When Sharese Acheampong returned to New Town High School in Baltimore County after spending her freshman year in the African nation of Ghana three years ago, she was placed in the school's lowest-level English class. Within weeks Acheampong jumped to the highest level after her English teachers realized she possessed a mastery of the language.
"She's amazing," said Arlo Horton, a New Town creative writing teacher.
On Saturday at the Baltimore Museum of Art, Acheampong, now a 17-year-old senior, proved her mastery by winning a statewide poetry contest for reciting verse and for penning an original poem.
"It is very exciting to win," Acheampong said after hugging family members inside the museum auditorium that hosted the state finals for the national Poetry Out Loud contest.
She and eight others emerged as semifinalists after a 2016 contest that started with 9,000 students across 13 counties who had to memorize and perform poems. The nationwide contest, co-sponsored by the National Endowment for the Arts and the Poetry Foundation, has counted nearly 5 million student participants since it started a decade ago. This year, the contest added an original poem component.
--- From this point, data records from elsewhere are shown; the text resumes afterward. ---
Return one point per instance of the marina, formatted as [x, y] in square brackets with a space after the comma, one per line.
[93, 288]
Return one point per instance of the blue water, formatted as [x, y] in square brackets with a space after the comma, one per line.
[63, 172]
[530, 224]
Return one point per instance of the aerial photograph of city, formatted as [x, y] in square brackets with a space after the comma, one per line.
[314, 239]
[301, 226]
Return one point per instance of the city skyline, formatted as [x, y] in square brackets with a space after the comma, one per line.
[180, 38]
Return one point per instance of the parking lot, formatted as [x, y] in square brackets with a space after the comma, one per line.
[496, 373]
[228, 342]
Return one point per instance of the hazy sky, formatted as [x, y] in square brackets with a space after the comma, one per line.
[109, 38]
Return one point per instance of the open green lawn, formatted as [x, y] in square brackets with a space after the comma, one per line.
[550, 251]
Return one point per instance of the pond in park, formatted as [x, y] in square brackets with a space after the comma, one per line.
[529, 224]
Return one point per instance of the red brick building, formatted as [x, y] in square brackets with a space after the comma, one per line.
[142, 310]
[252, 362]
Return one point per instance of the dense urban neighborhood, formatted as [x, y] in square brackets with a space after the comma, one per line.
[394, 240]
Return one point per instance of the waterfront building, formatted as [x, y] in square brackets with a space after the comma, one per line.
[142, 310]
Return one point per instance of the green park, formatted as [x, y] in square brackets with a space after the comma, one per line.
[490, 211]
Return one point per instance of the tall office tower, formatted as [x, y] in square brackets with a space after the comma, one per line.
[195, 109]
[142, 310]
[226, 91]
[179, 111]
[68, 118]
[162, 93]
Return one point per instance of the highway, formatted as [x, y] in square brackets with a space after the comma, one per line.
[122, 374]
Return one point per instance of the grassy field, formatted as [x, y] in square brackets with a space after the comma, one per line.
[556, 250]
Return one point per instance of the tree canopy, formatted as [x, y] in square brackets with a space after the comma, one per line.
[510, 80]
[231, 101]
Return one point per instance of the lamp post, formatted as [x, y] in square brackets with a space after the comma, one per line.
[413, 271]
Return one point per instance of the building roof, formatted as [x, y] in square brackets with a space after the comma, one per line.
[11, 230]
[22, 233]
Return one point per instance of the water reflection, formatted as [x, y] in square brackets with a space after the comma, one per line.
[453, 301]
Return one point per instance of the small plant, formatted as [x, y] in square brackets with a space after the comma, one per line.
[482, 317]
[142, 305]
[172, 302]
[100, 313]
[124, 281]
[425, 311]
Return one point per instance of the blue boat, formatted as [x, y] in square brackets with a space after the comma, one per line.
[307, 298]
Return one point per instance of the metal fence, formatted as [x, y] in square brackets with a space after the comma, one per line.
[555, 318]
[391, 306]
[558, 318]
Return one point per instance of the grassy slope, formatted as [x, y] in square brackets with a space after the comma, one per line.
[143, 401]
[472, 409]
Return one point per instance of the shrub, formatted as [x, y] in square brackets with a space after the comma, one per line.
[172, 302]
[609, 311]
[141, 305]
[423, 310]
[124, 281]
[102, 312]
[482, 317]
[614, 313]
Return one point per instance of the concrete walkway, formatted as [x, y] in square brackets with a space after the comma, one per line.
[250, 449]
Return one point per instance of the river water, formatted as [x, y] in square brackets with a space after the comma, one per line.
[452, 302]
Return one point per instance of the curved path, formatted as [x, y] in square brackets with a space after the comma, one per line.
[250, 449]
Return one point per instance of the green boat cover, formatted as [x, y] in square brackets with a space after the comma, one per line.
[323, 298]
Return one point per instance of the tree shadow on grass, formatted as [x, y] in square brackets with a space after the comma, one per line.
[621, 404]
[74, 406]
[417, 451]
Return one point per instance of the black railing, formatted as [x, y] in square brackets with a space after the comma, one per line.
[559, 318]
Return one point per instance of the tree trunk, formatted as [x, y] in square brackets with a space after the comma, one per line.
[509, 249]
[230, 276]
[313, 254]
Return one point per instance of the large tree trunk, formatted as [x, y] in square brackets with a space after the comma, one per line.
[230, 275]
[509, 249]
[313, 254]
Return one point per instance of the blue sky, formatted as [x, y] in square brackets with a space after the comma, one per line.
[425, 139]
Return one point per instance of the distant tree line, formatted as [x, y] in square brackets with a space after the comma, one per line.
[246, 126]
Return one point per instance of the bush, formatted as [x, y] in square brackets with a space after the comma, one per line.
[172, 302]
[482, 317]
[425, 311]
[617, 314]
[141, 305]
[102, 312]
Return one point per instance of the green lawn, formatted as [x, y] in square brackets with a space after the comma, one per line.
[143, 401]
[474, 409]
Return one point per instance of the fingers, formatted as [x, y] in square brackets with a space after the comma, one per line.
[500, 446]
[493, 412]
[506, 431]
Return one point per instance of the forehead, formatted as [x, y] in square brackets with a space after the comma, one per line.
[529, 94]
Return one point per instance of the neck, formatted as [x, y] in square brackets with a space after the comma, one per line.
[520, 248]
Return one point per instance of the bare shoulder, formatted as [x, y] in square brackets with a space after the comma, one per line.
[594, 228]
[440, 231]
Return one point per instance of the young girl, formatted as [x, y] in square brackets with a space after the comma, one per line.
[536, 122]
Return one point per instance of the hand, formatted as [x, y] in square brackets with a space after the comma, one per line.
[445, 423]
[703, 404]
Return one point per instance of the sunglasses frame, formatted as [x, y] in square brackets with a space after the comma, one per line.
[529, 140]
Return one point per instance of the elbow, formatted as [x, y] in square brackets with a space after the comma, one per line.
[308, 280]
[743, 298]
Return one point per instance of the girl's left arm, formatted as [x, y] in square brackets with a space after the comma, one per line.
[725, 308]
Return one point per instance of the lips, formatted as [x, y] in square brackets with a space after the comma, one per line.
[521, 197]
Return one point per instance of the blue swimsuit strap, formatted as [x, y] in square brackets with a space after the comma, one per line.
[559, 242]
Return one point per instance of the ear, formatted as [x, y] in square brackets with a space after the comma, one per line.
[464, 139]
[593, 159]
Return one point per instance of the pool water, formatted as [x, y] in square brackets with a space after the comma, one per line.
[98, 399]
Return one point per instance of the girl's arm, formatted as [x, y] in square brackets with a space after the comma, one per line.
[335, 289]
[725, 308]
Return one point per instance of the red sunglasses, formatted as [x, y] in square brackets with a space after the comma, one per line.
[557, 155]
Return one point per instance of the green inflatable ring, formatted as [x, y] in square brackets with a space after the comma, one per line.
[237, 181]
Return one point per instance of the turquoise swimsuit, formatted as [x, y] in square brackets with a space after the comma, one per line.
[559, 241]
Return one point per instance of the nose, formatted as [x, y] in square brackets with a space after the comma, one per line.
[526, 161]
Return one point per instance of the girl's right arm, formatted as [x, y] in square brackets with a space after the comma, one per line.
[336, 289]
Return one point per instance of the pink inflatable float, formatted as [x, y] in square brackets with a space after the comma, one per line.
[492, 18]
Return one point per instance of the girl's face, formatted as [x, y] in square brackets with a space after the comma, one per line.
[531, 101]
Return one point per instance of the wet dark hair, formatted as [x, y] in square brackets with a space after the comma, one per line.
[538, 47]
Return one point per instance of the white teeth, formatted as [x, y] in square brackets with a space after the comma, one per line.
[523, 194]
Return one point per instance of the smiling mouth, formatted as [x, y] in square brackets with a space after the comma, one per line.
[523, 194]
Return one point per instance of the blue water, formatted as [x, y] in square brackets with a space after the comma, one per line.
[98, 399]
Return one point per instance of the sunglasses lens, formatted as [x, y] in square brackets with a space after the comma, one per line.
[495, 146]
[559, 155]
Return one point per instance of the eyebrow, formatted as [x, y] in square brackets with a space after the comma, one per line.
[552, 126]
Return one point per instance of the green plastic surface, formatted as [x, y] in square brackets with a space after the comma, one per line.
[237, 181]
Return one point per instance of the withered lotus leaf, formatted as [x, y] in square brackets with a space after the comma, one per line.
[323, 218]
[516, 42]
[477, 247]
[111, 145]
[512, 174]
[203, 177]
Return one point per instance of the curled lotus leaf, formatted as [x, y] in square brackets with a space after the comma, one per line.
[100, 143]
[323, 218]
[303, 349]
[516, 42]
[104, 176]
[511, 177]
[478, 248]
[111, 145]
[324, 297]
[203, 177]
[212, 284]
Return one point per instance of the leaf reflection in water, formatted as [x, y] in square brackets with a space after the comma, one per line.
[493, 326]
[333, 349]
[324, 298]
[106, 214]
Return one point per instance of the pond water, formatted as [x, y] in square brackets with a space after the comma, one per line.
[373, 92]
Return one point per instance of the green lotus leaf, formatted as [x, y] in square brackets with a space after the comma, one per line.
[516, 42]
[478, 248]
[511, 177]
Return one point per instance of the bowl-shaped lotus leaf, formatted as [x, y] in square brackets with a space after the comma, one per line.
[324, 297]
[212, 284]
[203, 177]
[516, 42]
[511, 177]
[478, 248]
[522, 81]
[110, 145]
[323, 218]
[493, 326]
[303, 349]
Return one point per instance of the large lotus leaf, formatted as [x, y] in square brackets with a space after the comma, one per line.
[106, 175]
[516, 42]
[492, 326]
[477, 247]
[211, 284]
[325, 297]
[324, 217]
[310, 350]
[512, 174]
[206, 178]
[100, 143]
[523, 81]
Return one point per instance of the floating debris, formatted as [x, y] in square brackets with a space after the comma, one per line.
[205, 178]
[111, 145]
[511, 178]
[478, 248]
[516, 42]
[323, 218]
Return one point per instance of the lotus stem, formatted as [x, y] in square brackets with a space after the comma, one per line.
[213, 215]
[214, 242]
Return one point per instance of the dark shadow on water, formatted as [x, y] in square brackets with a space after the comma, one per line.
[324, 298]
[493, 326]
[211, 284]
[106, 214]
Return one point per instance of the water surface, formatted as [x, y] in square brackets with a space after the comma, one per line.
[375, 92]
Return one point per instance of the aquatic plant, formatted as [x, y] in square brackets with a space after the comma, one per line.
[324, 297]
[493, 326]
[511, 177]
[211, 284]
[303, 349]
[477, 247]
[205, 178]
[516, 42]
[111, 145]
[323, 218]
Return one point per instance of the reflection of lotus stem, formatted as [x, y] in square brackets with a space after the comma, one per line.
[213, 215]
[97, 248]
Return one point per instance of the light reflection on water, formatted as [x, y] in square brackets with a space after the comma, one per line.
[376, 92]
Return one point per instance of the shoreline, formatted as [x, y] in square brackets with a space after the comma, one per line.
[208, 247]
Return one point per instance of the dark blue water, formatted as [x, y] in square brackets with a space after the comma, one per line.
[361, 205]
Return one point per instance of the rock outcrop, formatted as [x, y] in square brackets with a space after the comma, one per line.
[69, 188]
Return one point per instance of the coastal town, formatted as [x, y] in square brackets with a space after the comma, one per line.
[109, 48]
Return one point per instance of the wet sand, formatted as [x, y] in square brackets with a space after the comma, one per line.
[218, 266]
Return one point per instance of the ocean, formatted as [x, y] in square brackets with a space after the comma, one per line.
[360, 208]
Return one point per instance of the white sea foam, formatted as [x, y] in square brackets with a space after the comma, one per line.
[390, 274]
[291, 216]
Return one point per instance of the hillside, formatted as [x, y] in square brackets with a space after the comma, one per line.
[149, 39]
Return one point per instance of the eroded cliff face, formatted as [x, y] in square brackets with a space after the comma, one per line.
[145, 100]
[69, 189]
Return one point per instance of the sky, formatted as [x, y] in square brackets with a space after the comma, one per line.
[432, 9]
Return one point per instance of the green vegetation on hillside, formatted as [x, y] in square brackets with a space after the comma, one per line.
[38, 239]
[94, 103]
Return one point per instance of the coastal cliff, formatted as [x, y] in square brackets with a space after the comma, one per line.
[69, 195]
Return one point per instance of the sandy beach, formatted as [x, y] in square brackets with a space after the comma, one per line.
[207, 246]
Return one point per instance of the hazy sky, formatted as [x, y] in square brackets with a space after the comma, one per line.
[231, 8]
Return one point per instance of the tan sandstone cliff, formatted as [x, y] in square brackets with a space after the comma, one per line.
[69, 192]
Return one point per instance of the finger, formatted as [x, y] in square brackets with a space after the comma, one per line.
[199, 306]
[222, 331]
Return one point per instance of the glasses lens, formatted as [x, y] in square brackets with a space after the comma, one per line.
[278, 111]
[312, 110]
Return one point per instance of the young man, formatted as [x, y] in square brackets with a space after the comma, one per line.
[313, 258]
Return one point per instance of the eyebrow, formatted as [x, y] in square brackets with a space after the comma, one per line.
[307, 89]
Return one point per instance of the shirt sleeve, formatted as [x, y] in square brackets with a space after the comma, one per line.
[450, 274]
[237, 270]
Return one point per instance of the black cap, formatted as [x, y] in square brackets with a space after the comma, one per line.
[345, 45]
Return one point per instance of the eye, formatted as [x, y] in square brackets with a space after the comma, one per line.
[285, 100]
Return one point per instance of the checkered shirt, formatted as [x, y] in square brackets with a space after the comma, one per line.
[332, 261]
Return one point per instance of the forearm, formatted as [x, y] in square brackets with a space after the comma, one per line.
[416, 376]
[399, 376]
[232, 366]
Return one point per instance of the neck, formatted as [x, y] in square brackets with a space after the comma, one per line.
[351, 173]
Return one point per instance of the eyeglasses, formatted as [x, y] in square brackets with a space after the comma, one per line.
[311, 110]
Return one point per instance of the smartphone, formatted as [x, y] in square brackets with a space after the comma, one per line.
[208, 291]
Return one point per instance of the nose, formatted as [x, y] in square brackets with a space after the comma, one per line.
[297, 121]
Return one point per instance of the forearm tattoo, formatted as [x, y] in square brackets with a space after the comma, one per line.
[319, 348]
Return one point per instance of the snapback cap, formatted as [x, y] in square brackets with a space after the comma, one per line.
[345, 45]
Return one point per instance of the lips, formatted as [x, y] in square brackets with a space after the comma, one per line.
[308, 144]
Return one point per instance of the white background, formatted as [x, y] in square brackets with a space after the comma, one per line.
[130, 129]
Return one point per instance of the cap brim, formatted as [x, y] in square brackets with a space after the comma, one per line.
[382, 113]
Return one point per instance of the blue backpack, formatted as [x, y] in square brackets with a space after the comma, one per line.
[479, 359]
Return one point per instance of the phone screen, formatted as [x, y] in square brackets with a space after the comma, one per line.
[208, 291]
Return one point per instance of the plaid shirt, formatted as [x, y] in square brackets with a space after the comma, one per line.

Over the last 11 years, 107,000 Maryland students have participated in a competition that Maryland State Arts Council Executive Director Theresa Colvin said in a statement "has enhanced the way poetry is taught in schools and has created many future readers of classic and contemporary poetry."
Acheampong's victory in the reciting and original poem contest won her $200 and a free trip to Washington for the May 2 national finals, where she will be eligible to win the $20,000 national champion prize.
That money would go a long way, she said, to help pay for college next year. She has been accepted to the University of Maryland and St. John's University in New York.
Her father, Frank Acheampong, said his daughter is likely to major in biology but has been considering other studies related to writing, such as journalism.
"Writing poetry has helped her express herself," he said. "She's been working really hard on it."
She has been practicing for weeks to memorize the three poems she had to recite and to put the finishing touches on her original poem, called "The Morrison House." She wrote the poem as part of a "food" topic in her creative writing class in January.
She said she wants her poetry to relay common human experience. A stanza from her poem reads:
The Morrison Women had affixed themselves
with the art of modern cooking.
They folded themselves into the bread
and polished the dishes until they bled
and their fingers were sore
and all of it for
the art of modern cooking.
Horton, her creative writing teacher, and an English teacher, Krissy Anderson, attended the event Saturday at the Baltimore Museum of Art. They both said they are amazed at how hard Acheampong works on her writing.
"For her age, she pushes herself hard," Horton said.
Danni Vitullo, 17, a Wilde Lake High School senior in Howard County, won second place; Kaitlyn Wilson, a Colonel Richardson High School senior in Caroline County, won third place.
They were joined by six other competitors from Calvert, Washington, Talbot and Wicomico counties. Their readings Saturday were punctuated by musical performances by Victoria Vox, a singer-songwriter who has been featured on "The Tonight Show with Jay Leno."